Italian politician (born 1957)

Mario Fabrizio Fracassi (born 12 September 1957, in Pavia) is an Italian politician.

He is a member of Lega Nord and he served as member of the Regional Council of Lombardy from 1995 to 2000. He was elected Mayor of Pavia at the 2019 Italian local elections and took office on 30 May 2019.

==Biography==
A certified surveyor, he joined the Lega Nord in 1990. In 1993, he was elected for the first time as a city councilor for the Northern League in the municipality of Pavia, where he also served as vice-chair of the Culture and Education Committee. From 1995 to 2000, he also served as a regional councilor for the Lombardy Region, initially on the Committee for Economic Development and later on the Committee for Culture and Tourism. In 2000, he was re-elected as a city councilor in Pavia for his party. In 2009, he was appointed councilor for urban planning by Mayor Alessandro Cattaneo of the The People of Freedom party.

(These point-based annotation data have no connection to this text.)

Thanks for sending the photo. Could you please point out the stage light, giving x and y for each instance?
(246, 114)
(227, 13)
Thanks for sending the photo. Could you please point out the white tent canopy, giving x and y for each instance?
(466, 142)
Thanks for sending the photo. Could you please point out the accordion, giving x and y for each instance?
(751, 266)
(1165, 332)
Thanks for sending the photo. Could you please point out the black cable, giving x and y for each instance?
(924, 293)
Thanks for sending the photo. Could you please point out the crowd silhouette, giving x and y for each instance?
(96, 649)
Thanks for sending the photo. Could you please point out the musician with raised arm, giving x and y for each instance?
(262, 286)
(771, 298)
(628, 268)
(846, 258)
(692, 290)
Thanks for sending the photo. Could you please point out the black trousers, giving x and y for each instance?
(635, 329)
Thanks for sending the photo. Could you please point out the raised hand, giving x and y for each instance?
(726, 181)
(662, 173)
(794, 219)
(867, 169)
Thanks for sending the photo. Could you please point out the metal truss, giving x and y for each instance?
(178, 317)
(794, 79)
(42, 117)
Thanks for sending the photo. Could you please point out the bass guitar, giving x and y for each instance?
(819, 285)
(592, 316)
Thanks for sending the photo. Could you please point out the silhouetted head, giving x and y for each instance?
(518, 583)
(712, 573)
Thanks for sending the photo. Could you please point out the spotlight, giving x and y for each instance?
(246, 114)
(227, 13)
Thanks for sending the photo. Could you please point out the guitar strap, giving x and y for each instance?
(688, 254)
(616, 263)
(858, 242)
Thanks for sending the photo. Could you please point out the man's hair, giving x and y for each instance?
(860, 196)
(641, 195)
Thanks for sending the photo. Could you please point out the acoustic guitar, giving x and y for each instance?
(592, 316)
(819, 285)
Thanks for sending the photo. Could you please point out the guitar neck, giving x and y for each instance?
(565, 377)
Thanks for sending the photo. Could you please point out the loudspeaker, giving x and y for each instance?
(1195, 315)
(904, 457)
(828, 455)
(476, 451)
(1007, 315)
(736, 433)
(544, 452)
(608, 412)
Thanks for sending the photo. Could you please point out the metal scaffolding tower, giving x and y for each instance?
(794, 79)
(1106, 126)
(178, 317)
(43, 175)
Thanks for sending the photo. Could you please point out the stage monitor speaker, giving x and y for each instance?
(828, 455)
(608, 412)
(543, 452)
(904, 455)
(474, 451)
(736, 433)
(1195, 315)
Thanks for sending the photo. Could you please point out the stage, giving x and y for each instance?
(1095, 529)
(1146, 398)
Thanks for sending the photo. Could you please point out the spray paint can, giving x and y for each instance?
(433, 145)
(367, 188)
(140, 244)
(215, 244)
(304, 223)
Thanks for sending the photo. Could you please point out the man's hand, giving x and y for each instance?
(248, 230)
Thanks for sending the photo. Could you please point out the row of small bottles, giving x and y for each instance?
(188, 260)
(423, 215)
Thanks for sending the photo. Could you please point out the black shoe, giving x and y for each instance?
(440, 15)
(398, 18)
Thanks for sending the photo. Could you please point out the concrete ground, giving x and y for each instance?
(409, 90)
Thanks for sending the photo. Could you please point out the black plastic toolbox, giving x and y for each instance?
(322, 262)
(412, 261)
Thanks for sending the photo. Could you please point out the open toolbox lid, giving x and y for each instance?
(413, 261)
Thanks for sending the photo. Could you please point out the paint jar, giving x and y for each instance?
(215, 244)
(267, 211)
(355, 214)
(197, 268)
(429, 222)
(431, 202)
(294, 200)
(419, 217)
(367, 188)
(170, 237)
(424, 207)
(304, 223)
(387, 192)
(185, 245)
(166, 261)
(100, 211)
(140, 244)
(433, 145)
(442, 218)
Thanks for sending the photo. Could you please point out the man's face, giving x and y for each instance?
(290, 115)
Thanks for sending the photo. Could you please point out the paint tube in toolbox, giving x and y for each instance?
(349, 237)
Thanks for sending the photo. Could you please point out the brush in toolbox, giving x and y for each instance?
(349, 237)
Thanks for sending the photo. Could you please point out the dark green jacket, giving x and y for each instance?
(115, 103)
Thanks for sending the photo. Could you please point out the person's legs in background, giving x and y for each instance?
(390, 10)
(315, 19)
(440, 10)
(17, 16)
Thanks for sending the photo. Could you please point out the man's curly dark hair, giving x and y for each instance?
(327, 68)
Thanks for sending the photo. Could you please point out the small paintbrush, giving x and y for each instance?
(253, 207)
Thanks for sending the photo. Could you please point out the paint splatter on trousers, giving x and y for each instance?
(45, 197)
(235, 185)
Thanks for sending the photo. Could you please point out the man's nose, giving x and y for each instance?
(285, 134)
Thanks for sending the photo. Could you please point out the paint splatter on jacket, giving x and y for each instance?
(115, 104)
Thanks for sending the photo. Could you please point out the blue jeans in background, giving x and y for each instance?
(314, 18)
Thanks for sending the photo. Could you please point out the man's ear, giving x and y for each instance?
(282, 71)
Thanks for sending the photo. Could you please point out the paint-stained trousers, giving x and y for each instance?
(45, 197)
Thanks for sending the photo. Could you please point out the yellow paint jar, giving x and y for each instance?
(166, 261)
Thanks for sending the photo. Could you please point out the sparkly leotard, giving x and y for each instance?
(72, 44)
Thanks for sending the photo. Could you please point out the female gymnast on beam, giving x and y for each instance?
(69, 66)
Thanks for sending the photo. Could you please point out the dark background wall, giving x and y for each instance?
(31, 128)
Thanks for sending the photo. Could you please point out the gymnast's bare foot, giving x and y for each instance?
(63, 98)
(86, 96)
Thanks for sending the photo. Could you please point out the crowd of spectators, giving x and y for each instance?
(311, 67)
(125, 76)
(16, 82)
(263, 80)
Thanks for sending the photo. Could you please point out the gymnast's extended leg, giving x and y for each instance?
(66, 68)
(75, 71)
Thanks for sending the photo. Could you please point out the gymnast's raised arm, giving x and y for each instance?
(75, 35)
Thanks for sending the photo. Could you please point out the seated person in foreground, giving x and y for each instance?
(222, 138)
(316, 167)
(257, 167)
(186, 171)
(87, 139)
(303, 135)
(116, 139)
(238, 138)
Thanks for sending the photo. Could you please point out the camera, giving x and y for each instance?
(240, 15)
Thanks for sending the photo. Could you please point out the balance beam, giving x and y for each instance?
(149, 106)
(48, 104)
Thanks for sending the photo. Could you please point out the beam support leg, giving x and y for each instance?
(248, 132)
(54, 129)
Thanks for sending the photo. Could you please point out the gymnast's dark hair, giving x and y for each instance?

In 2019, he was nominated as a mayoral candidate for Pavia by the center-right coalition (Lega, FI, FdI, and two civic lists), after the city of Pavia was placed under special administration following the resignation of the outgoing mayor, Massimo Depaoli of the center-left. In the local elections held on May 26, Fracassi won in the first round with 53.04% of the vote, while his main challenger, center-left candidate Ilaria Cristiani, received 30.93%. He is the second League member to win the mayoral seat at Palazzo Mezzabarba after Rodolfo Jannaccone Pazzi, who served as mayor from 1993 to 1995.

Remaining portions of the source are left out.